Sophia Collier carves liquid moments in time, making incredible shimmering sculptures that capture fluid waves with computer code
Natural and man-made worlds merge in the undulating surfaces of Sophia Collier’s acrylic water blocks. Capturing the light that catches and defines a rippling lake or river, her striking sculptures draw on the simplest and most immediate of inspirations.
Her craft is based both in computer coding and in business, hardly the first tools that spring to mind for an artist’s inventory. “I consider industry to be my artistic tool box. I like to use tools from high technology, whether hardware or software,” explains Collier, who draws upon her varied background as both an entrepreneur and investment strategist. “When I create computer code for a water surface, I am reaching into my imagination and looking to express an emotional feeling with a particular surface of water,” she explains.

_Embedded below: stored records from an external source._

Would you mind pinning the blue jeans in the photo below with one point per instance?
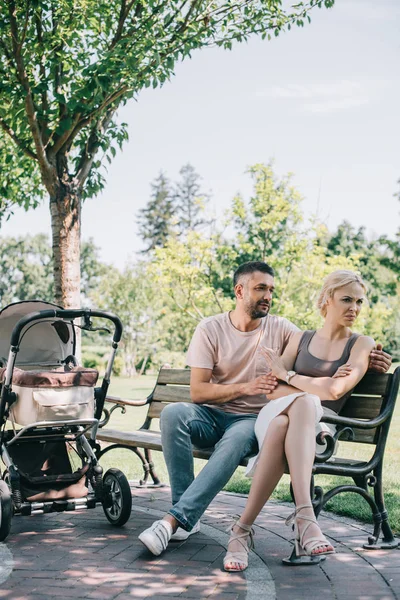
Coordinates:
(184, 425)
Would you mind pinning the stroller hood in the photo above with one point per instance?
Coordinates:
(42, 342)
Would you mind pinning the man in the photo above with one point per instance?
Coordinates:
(229, 385)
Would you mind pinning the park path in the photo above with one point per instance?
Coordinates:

These codes are applied to the acrylic using her specially designed machinery, which imitate the movement of waves blown across water, before being hand finished by Collier.
Her initial attraction to water came from walking over a bridge and wishing that she could seize a piece of the rippled surface to preserve and keep. “I imagined my hands reaching into the water and selecting the moment to pull the plank of water away.” Collier extends this moment in her work. “I am using new technologies to create structures to focus light into a permanent embodiment,” she says. “I see water surfaces as both instant and ancient.” Her work suggests this timelessness while retaining a finely tuned modernity in its form.

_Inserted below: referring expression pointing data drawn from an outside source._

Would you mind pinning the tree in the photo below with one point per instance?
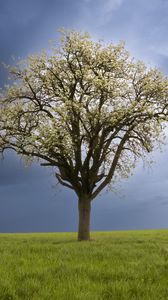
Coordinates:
(88, 110)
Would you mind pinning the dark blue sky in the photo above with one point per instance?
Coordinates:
(30, 199)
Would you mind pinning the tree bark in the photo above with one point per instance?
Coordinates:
(84, 207)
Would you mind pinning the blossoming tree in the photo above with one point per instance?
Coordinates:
(87, 110)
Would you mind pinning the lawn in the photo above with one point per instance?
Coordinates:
(115, 265)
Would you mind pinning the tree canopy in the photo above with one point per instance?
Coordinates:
(88, 110)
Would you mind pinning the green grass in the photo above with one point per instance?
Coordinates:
(115, 265)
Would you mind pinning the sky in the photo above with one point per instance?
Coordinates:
(30, 198)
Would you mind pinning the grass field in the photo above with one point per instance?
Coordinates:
(115, 265)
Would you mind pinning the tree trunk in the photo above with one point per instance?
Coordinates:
(84, 207)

Collier’s clarity of vision and its stripped back realisation continue a minimalist tradition. She acknowledges this, explaining, “Certain minimalists have found their materials or subjects in the desert or in the built world, and my subject is water and the light that comes from it.” Her man-made materials and process create an intriguing contrast with this most natural of references, creating strikingly contemporary pieces that are both fluid and precise.
Art and technology sit side by side in her working process, using a large CNC router with a 5' by 10' worktable as a creative tool. Unlike many prominent artists who choose to assign assistants or external manufacturers to build up their prototype, Collier’s technique and working practice is solely her own. ‘”I have no problem with those who use fabricators, but I feel that using outside manufacturing takes away from my process,” she says.
Certain minimalists have found their materials or subjects in the desert or in the built world, and my subject is water and the light that comes from it.
These techniques are set to come closer still to personal experience, with Collier planning to extend her recent exploration of sound waves in shaping some of the turbulence areas of the river form. “I want to continue making work where an aspect of human experience is part of the water and light,” she says. It is a balance that runs through her process, a slice of the natural world channelled through the creative technology of today.